No dia 14 de abril comemora-se o Dia Mundial do Café, tal vez a bebida mais presente durante a carreira universitária e a formação profissional, no mundo todo.

Sem açúcar, é claro, o café não engorda. Mas pode dar fome em alguns:  é estimulante do sistema nervoso central, mas algumas pessoas têm mais sensibilidade à cafeína e por isso pode provocar mais apetite em algumas, além de agitação. Tomado em pequenas quantidades e com pouco açúcar, o café ajuda na concentração e mantêm o consumidor acordado e alerta.

 Mas há também quem precise do café para acelerar o metabolismo. Isso depende da genética, e só exames podem detectar. Para quem é mais sensível, melhor não tomar depois das 16h, avisa ela, para evitar insônia. “Também é contraindicado quando a pessoa já é muito nervosa, agitada, e tem pressão alta”.

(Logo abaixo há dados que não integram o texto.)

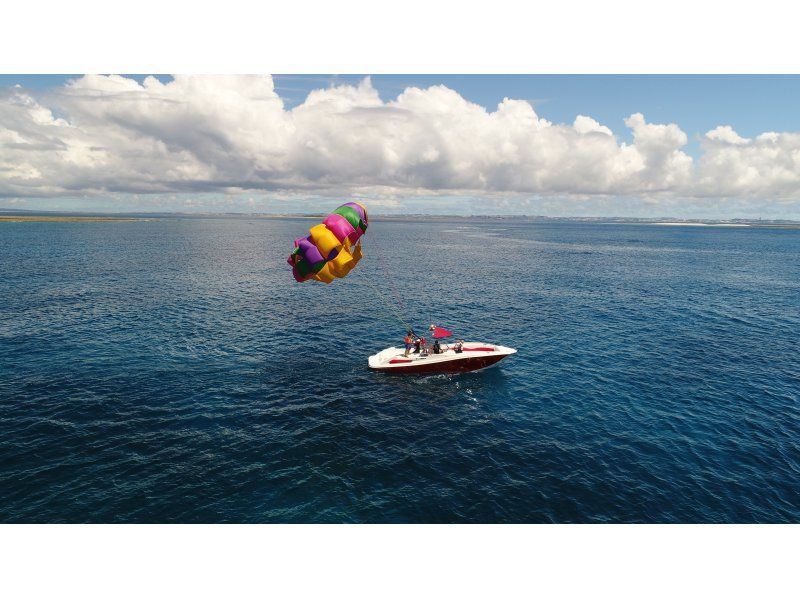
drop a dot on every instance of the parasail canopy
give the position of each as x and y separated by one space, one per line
333 248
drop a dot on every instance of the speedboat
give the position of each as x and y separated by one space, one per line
467 357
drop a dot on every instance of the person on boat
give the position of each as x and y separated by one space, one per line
407 341
424 349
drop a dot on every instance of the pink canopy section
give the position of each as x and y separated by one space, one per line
440 332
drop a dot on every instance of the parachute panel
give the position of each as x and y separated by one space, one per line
332 248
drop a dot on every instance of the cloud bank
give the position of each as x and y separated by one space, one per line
106 134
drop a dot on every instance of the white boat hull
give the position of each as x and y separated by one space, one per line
475 356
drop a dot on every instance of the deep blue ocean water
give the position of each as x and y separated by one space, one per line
172 371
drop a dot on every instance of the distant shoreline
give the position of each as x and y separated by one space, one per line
53 216
27 218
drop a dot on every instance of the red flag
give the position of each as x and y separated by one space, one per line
441 332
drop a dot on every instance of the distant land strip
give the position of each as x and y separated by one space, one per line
66 219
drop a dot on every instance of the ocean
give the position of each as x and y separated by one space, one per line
171 370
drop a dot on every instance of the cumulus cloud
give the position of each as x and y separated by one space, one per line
101 134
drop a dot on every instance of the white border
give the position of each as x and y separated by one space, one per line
398 560
413 36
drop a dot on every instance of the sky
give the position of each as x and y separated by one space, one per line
692 146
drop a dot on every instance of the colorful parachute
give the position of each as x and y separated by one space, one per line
332 248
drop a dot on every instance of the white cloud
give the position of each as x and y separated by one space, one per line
102 134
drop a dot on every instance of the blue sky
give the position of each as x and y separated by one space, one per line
669 163
752 104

Mais recentemente, um estudo americano sugere que o café, além de servir como estimulante, ajuda a melhorar a memória. O estudo, publicado na revista especializada Nature Neuroscience, testou a memória de 160 pessoas durante 24 horas.
Os pesquisadores observaram que pessoas que tomaram comprimidos de cafeína tiveram um desempenho melhor em testes de memória do que as que ingeriram placebos. O estudo, da Universidade Johns Hopkins, envolveu pessoas que não bebiam ou consumiam produtos com cafeína regularmente.
Os pesquisadores recolheram amostras de saliva dos voluntários para verificar os níveis de cafeína e os submeteram a um teste em que tiveram que olhar para uma série de imagens. Cinco minutos depois, parte deles recebeu um comprimido de 200 miligramas de cafeína, o equivalente à cafeína presente em uma xícara grande de café segundo os pesquisadores, ou então um placebo.

No dia seguinte, os dois grupos foram avaliados para ver a capacidade de reconhecer as imagens vistas no dia anterior. Os voluntários foram expostos a uma mistura de algumas das imagens vistas no primeiro dia com algumas imagens novas e também algumas imagens sutilmente diferentes.

Ser capaz de diferenciar entre os itens semelhantes, mas não idênticos, é chamado de padrão de separação e indica um nível mais profundo de retenção na memória. Entre os voluntários que consumiram cafeína, o número de pessoas capazes de identificar corretamente imagens "semelhantes" era maior que o que respondia - de forma errada - que eram as mesmas imagens.


Com todas estas informações e considerações, prepare um bom café (cheiroso, saboroso e bem adoçado), pegue seus livros e apostilas e tenha um ótimo estudo.